È quanto sembra emergere dal caso del nuovo imam di Bologna, subentrato dopo che lo storico imam Zulfiqar Khan è rimasto bloccato in Pakistan per motivi di sicurezza nazionale. Il nuovo arrivato, giovane e popolare, ha portato con sé un linguaggio decisamente più acceso, una comunicazione più aggressiva e una presenza social sempre più invadente.

Le dichiarazioni dell’imam, come quando critica i musulmani che si scambiano gli auguri di Natale, definendo questo gesto inaccettabile perché “a Natale è nato il figlio di Dio, e dire che Allah abbia un figlio è un insulto”, oppure quando afferma che donne e uomini non dovrebbero parlarsi liberamente, non sono semplicemente controverse: sono l’espressione di una visione chiusa e rigida, profondamente in contrasto con i principi di libertà e convivenza che costituiscono le fondamenta della nostra società democratica

Non è questo l’Islam che conosciamo attraverso tante persone musulmane che vivono e lavorano pacificamente in Italia, che credono in una fede fatta di rispetto, carità, umiltà e fratellanza. Non è questo l’Islam che, anche nelle sue interpretazioni più conservatrici, invita al confronto con il mondo e non alla sua demonizzazione.

Ma è proprio qui il punto dolente: il confine tra religione e ideologia, tra fede e potere, tra guida spirituale e influencer radicale. La religione, qualunque essa sia, non può essere usata per intimidire, per imporre un modello di comportamento che nega libertà individuali, specialmente alle donne.

La preoccupazione sollevata da alcune voci politiche non può essere liquidata come semplice allarmismo: siamo di fronte a una forma di radicalizzazione che si traveste da predicazione, ma che nei fatti mina le basi della convivenza civile. Quando un imam, per di più giovane e popolare sui social, usa il pulpito per attaccare, giudicare e dividere, non sta diffondendo fede: sta alimentando una cultura del sospetto, della chiusura e del controllo.

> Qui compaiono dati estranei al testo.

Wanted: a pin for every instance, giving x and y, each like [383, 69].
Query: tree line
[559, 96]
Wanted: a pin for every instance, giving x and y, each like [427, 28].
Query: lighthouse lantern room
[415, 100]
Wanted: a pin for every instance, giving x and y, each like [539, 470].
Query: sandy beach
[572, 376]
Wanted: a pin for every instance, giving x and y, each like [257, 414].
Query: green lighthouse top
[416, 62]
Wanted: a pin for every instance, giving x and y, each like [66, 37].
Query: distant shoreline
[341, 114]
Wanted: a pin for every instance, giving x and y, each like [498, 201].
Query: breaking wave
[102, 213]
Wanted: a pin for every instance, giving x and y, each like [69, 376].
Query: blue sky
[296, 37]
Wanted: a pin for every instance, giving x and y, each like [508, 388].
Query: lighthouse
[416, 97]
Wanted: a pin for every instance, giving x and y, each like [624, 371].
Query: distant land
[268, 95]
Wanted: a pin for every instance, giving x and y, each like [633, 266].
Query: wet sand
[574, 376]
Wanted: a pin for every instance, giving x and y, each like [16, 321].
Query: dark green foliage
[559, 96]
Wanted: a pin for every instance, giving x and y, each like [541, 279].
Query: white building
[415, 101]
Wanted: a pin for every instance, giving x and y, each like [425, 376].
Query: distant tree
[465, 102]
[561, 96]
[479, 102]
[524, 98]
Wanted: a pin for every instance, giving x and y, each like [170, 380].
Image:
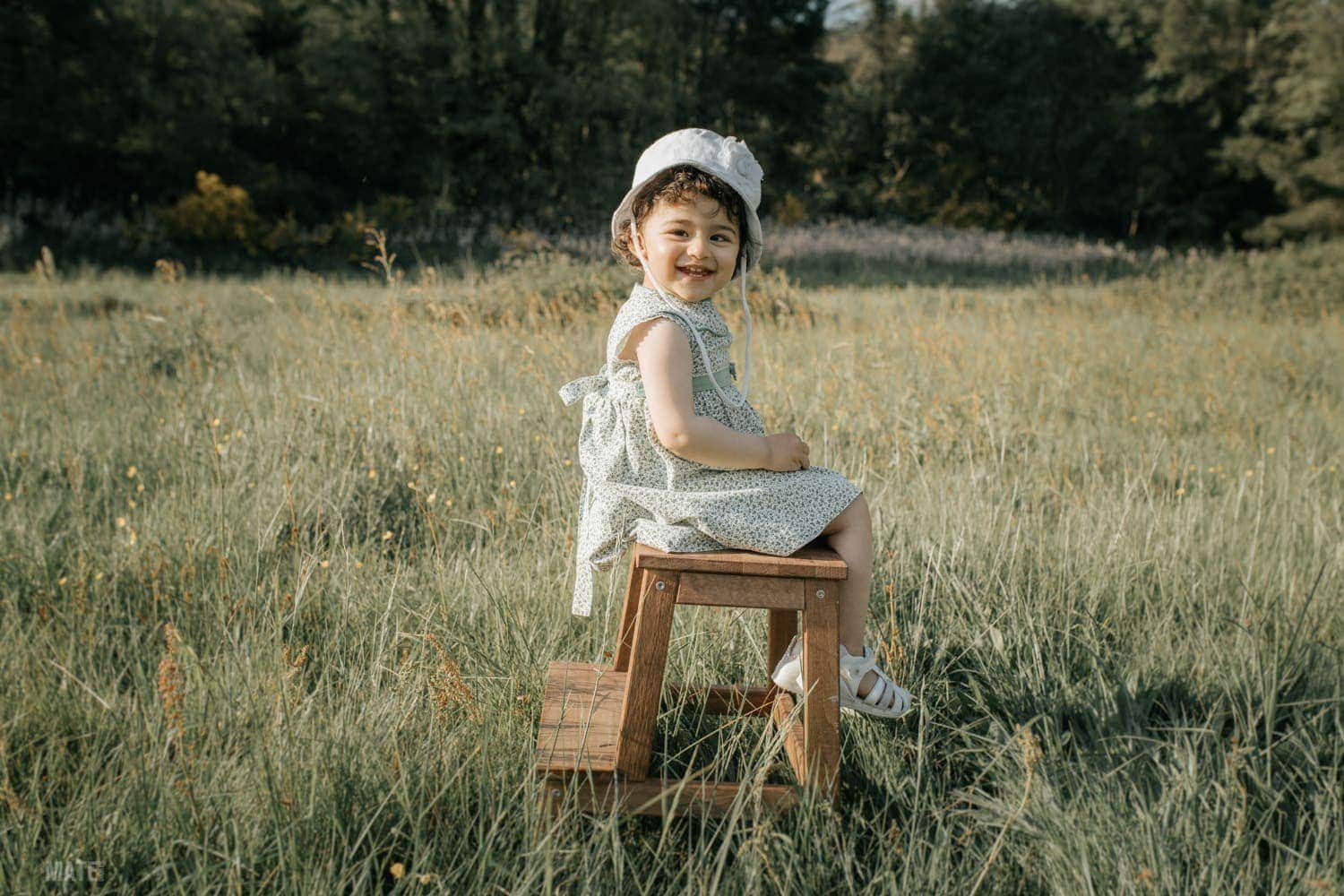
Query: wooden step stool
[597, 721]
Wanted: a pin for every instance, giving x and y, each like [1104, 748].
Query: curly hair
[679, 185]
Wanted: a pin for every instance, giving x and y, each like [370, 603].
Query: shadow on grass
[854, 271]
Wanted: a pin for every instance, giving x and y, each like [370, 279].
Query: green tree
[1292, 132]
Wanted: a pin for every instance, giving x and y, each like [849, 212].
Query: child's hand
[785, 452]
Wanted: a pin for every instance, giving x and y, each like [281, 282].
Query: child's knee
[855, 517]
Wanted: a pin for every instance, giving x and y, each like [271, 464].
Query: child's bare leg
[849, 535]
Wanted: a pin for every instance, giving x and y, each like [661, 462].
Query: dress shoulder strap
[644, 306]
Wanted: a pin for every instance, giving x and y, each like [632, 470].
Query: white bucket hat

La cosa più pericolosa è che tutto questo avviene sotto gli occhi di tutti, in video che raggiungono migliaia di visualizzazioni e parlano a un pubblico spesso giovane, in cerca di riferimenti e identità.

Continuare a ignorare questi segnali significa lasciare spazio all’estremismo, legittimarlo con il silenzio e permettere che cresca anche dove si dovrebbe invece coltivare il dialogo.